Shared Equipment and Technology
Studies of office equipment surfaces consistently find that shared keyboards, telephone handsets, and photocopier control panels carry higher bacterial loads than washroom surfaces — simply because they are cleaned less frequently while being touched constantly.
Shared Equipment Disinfection Checklist
Technology that requires daily attention
Shared keyboards and mice — hot-desking environments are particularly high-risk
Telephone handsets at reception and in shared spaces — mouthpieces especially, given the proximity to the respiratory zone
Photocopier and printer control panels — touched by every user, rarely if ever wiped down
Video conferencing remote controls — meeting room remotes accumulate significant pathogen loads and are rarely in cleaning specifications
How Often Should High-Touch Surfaces Be Cleaned?
Surface Category
Minimum Frequency
Washroom touch points (flush, taps, handles)
Twice daily
Door handles and push plates throughout building
Daily
Lift buttons
Daily
Kitchen appliance handles and surfaces
Daily
Shared keyboards and telephone handsets
Daily
Meeting room tables and AV controls
After each meeting / daily minimum
Reception desk and visitor equipment
Daily — more frequently during peak visitor periods
Stair handrails
Daily
Why Professional Commercial Cleaning Matters
A professional cleaning provider working to a documented scope will include every high-touch surface in the building's daily cleaning programme — not as a discretionary addition, but as a core requirement. Self-managed cleaning arrangements tend to default to visible surfaces and miss the smaller, higher-risk touch points that a structured programme explicitly includes. During periods of heightened illness risk, the frequency of high-touch surface disinfection can be increased rapidly within an existing professional arrangement.
Frequently Asked Questions
How do I know which surfaces in my office are high-touch?
A professional cleaning provider will conduct a site survey that maps every high-touch surface in your building. As a starting point: anything operated by hand, touched by multiple people, or located at a point of transition (doors, lifts, entry systems) is a high-touch surface.
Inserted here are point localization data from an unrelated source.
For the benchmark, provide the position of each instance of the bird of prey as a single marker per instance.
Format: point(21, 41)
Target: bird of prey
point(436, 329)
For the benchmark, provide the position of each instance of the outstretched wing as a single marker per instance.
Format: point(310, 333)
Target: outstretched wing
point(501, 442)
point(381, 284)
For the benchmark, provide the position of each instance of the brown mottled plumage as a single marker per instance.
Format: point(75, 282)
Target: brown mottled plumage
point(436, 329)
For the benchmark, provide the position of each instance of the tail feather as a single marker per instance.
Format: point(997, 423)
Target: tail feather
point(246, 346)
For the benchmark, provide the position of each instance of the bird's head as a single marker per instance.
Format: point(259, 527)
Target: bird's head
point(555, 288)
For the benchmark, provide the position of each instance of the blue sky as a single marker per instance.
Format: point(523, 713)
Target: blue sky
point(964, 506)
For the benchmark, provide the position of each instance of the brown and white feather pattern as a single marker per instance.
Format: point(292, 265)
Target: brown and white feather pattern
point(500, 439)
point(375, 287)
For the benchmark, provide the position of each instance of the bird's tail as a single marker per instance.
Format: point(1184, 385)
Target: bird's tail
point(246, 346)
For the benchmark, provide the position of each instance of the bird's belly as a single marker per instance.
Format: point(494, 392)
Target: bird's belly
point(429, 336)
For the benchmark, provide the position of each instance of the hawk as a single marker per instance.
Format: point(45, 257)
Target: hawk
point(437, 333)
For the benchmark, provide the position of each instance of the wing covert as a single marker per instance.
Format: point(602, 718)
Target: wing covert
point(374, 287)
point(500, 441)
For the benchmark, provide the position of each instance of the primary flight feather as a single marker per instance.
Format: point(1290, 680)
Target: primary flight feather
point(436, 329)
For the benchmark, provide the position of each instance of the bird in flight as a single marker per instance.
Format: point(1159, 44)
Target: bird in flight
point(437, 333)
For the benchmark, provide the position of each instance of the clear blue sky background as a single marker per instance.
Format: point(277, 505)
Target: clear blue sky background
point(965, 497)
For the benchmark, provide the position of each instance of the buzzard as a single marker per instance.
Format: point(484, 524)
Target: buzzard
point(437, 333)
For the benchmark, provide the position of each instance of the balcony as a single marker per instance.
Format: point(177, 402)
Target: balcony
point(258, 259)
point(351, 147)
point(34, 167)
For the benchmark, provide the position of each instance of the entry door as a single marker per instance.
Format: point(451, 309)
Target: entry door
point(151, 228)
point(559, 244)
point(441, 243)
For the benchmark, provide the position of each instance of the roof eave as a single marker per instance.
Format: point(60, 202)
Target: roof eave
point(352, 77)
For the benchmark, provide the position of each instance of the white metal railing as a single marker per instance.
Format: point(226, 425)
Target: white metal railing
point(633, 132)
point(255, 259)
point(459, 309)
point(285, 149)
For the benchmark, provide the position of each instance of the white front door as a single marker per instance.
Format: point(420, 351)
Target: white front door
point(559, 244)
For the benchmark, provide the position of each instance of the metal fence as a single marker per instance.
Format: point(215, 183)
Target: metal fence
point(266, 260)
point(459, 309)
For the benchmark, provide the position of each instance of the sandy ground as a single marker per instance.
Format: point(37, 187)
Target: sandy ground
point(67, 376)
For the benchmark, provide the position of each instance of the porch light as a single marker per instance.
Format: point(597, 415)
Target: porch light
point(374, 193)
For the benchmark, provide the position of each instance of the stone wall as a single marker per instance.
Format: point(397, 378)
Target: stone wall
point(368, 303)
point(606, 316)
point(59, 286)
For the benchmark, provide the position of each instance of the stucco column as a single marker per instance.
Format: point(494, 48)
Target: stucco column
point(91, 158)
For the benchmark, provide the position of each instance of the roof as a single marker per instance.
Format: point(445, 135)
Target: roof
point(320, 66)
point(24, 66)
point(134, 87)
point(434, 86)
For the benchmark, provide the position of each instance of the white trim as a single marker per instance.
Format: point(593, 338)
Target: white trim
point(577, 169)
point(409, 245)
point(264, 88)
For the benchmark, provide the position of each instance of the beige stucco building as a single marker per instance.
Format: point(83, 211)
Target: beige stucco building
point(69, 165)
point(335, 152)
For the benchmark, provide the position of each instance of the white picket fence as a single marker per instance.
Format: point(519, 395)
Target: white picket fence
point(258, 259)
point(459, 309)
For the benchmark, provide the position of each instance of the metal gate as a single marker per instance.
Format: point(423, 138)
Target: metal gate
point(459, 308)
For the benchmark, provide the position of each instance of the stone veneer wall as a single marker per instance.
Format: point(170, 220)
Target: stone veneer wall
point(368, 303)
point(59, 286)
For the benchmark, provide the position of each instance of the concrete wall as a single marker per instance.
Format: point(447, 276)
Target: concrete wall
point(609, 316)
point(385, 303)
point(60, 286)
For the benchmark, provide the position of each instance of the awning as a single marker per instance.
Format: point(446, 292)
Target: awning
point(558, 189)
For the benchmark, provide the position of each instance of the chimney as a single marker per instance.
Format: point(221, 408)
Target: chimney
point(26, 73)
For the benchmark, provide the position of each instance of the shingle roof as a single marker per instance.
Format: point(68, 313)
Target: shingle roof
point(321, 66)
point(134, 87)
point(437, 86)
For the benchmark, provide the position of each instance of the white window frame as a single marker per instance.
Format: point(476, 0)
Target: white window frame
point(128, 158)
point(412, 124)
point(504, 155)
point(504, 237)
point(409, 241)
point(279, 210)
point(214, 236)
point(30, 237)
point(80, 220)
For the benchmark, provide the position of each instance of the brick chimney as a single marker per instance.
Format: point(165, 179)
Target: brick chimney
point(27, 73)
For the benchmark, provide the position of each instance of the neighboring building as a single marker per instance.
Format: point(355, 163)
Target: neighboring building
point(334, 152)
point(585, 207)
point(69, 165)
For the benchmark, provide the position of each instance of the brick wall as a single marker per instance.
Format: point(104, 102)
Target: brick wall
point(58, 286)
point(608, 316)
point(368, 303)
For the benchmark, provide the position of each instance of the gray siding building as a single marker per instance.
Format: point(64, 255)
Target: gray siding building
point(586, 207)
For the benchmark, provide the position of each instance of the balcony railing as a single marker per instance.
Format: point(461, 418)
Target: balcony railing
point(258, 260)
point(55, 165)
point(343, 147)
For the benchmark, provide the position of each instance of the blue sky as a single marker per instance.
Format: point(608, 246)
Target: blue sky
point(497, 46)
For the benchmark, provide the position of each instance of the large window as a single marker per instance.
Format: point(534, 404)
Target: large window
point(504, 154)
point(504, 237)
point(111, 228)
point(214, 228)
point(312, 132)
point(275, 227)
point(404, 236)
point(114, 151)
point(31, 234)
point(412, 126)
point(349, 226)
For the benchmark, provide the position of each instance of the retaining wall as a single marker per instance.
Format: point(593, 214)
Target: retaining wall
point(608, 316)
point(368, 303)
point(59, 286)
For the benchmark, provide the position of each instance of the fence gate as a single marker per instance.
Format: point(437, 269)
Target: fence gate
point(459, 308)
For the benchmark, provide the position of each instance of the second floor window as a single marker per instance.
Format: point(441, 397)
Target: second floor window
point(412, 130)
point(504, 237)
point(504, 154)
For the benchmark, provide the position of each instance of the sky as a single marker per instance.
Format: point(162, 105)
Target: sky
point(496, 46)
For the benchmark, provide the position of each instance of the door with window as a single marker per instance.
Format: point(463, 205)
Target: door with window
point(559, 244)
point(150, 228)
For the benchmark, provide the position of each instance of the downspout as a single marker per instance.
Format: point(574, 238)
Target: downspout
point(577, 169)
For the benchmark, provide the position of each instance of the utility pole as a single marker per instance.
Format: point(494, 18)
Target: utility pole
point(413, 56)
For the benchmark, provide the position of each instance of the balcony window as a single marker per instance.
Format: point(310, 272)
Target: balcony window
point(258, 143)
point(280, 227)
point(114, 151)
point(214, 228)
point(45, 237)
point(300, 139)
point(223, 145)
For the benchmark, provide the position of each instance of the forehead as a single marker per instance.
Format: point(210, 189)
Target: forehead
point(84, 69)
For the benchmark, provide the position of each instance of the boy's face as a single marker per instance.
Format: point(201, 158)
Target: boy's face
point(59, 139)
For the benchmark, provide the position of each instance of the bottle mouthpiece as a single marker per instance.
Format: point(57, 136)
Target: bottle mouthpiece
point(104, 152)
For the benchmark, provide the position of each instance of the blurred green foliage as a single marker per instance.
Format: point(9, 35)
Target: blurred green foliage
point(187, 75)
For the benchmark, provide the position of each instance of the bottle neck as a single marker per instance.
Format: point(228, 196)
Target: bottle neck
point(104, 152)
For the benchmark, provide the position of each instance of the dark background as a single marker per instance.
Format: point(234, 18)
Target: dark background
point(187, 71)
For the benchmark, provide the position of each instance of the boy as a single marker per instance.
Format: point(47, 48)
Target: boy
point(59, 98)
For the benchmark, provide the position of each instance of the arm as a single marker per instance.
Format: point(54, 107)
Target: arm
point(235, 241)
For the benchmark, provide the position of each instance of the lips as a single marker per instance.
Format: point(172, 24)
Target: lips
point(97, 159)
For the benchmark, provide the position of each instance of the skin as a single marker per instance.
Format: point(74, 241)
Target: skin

Is disinfecting high-touch surfaces different from general cleaning?
Yes. General cleaning removes visible dirt. Disinfecting requires the application of a biocidal agent — with an appropriate contact time — to reduce the microbial load to a safe level. For most office surfaces, a general-purpose disinfectant cleaner is appropriate; washrooms and food areas require a product with virucidal and bactericidal efficacy.
Can employees manage high-touch surface disinfection themselves?
Some businesses provide alcohol wipes for employees to clean their immediate workstations. However, building-wide high-touch surface disinfection requires a systematic approach that cannot realistically be delegated to individuals. Professional cleaning ensures consistency and documentation.